- Born: Parker Liautaud August 12, 1994 (age 31) Palo Alto, California, United States of America
- Education: Yale University
- Parent: Bernard Liautaud

= Parker Liautaud =

Parker Liautaud (born August 12, 1994) is a climate researcher who has undertaken several polar expeditions. He graduated from Yale University in New Haven, Connecticut.

==Polar expeditions==
By the age of 17, Liautaud had undertaken three expeditions to the North Pole. At 19 years old, he led the Willis Resilience Expedition to the South Pole, a two-part Antarctic journey with Willis Group that included a 1900 km crossing of Antarctica to conduct climate change research, followed by a 560 km trek from the edge of Antarctica to the South Pole. On December 24, 2013, Liautaud and fellow explorer Doug Stoup completed the expedition.

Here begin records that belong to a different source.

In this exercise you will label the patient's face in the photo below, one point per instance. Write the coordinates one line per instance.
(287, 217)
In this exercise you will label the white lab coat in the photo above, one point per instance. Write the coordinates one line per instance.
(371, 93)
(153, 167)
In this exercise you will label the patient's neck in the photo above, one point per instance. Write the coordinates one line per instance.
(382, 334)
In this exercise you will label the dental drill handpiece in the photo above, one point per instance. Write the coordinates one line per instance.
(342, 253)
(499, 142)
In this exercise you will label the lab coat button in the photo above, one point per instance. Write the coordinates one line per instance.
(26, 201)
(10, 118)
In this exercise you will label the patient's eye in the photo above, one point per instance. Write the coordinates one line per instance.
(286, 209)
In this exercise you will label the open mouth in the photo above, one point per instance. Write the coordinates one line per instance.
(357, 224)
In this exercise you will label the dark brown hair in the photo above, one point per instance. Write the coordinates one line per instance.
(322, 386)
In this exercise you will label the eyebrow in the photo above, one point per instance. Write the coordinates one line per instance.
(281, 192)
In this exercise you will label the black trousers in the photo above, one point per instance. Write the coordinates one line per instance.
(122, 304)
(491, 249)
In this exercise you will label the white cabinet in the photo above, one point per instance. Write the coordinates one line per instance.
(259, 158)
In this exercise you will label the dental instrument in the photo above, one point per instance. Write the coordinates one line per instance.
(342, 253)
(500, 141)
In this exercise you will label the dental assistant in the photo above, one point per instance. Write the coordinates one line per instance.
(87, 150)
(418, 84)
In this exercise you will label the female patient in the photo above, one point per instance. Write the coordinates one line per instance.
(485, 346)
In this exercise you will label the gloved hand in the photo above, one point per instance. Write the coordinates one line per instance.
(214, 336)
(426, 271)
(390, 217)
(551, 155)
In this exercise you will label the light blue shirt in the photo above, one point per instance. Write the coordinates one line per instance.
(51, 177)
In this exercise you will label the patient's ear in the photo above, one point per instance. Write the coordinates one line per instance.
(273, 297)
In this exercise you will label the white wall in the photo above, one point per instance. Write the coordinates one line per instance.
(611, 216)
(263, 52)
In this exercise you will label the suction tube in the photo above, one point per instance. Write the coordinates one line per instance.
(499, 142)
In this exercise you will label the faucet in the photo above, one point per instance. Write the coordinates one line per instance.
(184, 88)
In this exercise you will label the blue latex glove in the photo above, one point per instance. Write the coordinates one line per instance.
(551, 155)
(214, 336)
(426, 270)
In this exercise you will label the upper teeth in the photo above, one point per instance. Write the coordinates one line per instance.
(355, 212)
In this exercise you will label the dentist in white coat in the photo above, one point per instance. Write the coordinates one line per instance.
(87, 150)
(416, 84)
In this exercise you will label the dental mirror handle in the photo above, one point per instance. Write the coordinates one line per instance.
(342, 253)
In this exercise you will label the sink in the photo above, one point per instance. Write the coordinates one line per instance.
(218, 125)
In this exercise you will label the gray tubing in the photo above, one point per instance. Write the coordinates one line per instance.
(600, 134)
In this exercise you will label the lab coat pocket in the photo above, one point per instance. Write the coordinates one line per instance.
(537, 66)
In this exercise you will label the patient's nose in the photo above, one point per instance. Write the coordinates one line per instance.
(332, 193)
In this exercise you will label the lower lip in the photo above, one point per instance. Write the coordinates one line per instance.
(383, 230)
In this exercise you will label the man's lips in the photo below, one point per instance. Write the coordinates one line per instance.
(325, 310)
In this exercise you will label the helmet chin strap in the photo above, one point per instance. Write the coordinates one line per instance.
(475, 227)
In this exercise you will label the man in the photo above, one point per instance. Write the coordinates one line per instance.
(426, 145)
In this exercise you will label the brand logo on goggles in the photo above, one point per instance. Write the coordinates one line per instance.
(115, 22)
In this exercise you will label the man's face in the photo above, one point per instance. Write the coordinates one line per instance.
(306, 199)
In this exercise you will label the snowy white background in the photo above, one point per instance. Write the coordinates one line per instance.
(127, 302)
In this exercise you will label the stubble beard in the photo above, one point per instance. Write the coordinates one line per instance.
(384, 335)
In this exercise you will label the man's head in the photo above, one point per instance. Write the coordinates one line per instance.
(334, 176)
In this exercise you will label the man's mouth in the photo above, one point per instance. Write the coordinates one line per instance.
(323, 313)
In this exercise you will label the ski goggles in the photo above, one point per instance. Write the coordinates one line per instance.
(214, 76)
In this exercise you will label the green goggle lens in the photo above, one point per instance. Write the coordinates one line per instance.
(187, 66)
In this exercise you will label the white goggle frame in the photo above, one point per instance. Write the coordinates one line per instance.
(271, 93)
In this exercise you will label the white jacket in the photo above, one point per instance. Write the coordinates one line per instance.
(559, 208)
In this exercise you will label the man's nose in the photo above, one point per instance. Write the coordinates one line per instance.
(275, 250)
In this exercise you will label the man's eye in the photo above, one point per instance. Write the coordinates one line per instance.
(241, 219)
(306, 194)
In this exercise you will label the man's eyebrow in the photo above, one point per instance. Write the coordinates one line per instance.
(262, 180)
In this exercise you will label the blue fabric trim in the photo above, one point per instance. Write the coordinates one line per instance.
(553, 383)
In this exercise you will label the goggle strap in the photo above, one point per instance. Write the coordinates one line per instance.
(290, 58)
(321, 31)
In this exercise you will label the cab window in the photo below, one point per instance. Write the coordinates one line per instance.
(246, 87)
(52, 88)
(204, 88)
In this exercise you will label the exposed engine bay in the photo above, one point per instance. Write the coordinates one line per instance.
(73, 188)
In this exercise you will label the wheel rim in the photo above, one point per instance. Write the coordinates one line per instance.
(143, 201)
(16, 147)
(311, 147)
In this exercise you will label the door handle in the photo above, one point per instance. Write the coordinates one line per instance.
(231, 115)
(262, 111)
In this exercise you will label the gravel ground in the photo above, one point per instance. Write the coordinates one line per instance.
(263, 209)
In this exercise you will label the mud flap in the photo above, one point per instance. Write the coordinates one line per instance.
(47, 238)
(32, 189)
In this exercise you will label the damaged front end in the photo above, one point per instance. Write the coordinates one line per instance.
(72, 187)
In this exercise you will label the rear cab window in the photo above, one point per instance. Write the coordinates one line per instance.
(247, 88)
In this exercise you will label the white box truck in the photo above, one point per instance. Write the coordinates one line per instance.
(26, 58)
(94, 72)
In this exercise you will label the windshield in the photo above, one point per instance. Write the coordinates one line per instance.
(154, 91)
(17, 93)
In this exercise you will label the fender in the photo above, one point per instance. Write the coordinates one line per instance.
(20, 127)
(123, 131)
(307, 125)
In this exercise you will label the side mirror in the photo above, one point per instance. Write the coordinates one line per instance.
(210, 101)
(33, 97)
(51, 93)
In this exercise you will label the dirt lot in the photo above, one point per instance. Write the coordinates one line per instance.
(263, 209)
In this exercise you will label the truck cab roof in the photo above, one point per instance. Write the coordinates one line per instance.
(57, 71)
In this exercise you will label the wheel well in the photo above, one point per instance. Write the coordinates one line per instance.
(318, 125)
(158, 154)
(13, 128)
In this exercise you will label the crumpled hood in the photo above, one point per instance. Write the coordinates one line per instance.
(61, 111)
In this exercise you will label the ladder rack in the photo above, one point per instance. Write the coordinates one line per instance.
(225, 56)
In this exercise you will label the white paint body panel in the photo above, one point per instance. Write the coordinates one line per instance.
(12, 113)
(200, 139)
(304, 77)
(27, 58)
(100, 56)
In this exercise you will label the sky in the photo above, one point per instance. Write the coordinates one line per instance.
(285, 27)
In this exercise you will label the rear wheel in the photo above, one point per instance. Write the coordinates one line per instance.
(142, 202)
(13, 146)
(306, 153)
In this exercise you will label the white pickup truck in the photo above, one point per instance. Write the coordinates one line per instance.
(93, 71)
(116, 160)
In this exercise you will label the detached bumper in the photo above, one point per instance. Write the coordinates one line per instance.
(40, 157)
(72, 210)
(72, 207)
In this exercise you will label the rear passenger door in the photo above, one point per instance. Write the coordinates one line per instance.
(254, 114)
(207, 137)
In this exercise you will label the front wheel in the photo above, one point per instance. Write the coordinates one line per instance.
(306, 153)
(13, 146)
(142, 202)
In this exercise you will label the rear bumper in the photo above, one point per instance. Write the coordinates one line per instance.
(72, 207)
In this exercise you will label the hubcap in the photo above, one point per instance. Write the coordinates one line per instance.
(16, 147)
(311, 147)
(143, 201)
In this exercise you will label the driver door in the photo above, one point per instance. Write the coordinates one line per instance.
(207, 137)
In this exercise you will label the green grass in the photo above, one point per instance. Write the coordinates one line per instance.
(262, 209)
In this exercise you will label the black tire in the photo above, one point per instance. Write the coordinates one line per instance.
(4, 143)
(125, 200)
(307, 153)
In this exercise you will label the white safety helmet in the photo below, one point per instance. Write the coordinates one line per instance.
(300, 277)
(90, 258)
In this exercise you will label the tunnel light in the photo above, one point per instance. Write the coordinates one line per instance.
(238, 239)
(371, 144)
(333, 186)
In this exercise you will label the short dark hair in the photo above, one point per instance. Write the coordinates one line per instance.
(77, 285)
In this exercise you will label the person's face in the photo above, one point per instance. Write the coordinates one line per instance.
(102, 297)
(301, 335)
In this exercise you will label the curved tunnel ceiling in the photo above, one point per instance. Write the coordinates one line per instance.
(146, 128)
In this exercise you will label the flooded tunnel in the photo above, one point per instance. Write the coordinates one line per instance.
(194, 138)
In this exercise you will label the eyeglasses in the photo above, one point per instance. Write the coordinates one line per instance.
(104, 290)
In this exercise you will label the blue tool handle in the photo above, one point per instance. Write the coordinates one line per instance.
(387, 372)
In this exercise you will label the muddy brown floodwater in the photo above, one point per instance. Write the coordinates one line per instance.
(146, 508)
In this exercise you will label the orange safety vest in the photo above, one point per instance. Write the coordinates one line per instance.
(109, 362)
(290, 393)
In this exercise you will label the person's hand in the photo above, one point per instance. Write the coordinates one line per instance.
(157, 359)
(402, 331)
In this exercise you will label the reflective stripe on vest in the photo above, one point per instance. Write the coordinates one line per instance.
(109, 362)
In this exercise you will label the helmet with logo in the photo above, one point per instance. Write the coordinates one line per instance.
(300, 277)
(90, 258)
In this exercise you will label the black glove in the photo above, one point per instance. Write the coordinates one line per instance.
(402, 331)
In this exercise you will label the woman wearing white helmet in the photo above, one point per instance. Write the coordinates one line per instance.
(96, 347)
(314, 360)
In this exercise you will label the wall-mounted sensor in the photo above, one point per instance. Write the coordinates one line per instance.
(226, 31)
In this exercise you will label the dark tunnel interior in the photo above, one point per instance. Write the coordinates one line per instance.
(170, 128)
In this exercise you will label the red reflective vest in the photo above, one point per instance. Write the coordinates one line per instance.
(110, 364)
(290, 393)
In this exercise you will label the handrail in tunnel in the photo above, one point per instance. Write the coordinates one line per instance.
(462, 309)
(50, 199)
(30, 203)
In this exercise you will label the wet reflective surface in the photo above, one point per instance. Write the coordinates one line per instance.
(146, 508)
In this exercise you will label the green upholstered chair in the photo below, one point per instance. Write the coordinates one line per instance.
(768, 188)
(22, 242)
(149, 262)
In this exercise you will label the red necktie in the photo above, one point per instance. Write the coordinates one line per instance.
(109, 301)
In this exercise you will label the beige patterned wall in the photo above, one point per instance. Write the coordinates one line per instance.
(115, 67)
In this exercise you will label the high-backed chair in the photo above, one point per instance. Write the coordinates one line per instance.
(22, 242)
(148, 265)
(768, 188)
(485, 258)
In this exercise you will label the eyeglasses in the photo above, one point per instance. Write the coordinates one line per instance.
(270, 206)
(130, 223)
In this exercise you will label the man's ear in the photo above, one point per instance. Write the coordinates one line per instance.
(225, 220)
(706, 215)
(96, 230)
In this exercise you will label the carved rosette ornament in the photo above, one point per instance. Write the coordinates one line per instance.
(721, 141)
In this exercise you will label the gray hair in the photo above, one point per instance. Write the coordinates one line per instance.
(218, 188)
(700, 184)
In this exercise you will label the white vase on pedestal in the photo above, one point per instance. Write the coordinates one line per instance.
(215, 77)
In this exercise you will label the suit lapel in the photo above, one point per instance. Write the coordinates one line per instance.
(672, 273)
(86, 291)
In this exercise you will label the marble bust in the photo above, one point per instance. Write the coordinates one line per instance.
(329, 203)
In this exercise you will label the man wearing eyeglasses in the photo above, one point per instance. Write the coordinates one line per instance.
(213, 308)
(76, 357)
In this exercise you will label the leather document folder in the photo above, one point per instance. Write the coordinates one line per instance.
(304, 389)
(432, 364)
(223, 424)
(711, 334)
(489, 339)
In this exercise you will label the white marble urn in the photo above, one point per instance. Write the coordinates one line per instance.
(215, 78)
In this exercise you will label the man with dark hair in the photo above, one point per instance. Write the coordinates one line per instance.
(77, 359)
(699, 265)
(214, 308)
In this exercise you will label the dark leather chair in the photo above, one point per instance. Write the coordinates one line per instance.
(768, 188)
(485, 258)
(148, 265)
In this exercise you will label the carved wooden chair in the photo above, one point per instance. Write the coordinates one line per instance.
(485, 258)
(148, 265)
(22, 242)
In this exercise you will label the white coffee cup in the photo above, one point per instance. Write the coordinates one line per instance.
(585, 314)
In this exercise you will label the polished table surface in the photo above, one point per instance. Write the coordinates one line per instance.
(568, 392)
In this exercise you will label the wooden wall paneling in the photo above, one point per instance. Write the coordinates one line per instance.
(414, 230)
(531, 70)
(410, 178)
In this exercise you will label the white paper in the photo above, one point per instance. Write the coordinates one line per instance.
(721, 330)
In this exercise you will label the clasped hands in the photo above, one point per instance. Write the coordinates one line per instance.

During the Willis Resilience Expedition, Parker and his team conducted live-streaming video interviews to news shows including Good Morning America and CNBC's Squawk Box.

==Climate change==
Liautaud has been actively working on climate issues since the age of 14. He has interviewed world leaders, such as former UN Secretary-General Kofi Annan and former President of Ireland Mary Robinson, in front of large audiences. In September 2013, former US Vice President Al Gore interviewed Liautaud in a session at the United Nations Foundation Social Good Summit.

Liautaud has been outspoken about the need to address the business risks of climate change. In remarks from the main stage at the Clinton Global Initiative's 2014 Annual Meeting, he noted that “our world is entering an unprecedented risk landscape”, adding that “a risk-based approach drives action and builds resilience”. In a September 2014 interview with The Wall Street Journal's Digital Network, Liautaud noted that he believed that the private sector was best positioned to tackle climate change, but added that “at the moment, I don't think that we're adequately preparing for the risks of the world that we're headed into. There definitely are the risks that exist, but businesses aren't taking them seriously enough right now”.

In a June 2014 op-ed he wrote for UN Women, Liautaud pointed out the “abundant” evidence connecting climate change to problems of gender equality, and called for greater action to tackle gender-based inequalities, describing it “a non-negotiable priority”.

Liautaud 2021 completed his PhD at [Dissertation: "Causes, evolution, and dynamics of ice ages in the last 3 million years" Harvard University in Cambridge, Massachusetts under Peter Huybers.

==Awards and honours==
In December 2013, while in Antarctica for the Willis Resilience Expedition, Liautaud was named to Time Magazine's top 30 people under 30 changing the world.

In March 2014, Liautaud was honoured by The White House as a Champion of Change for “engaging the next generation of conservation leaders”.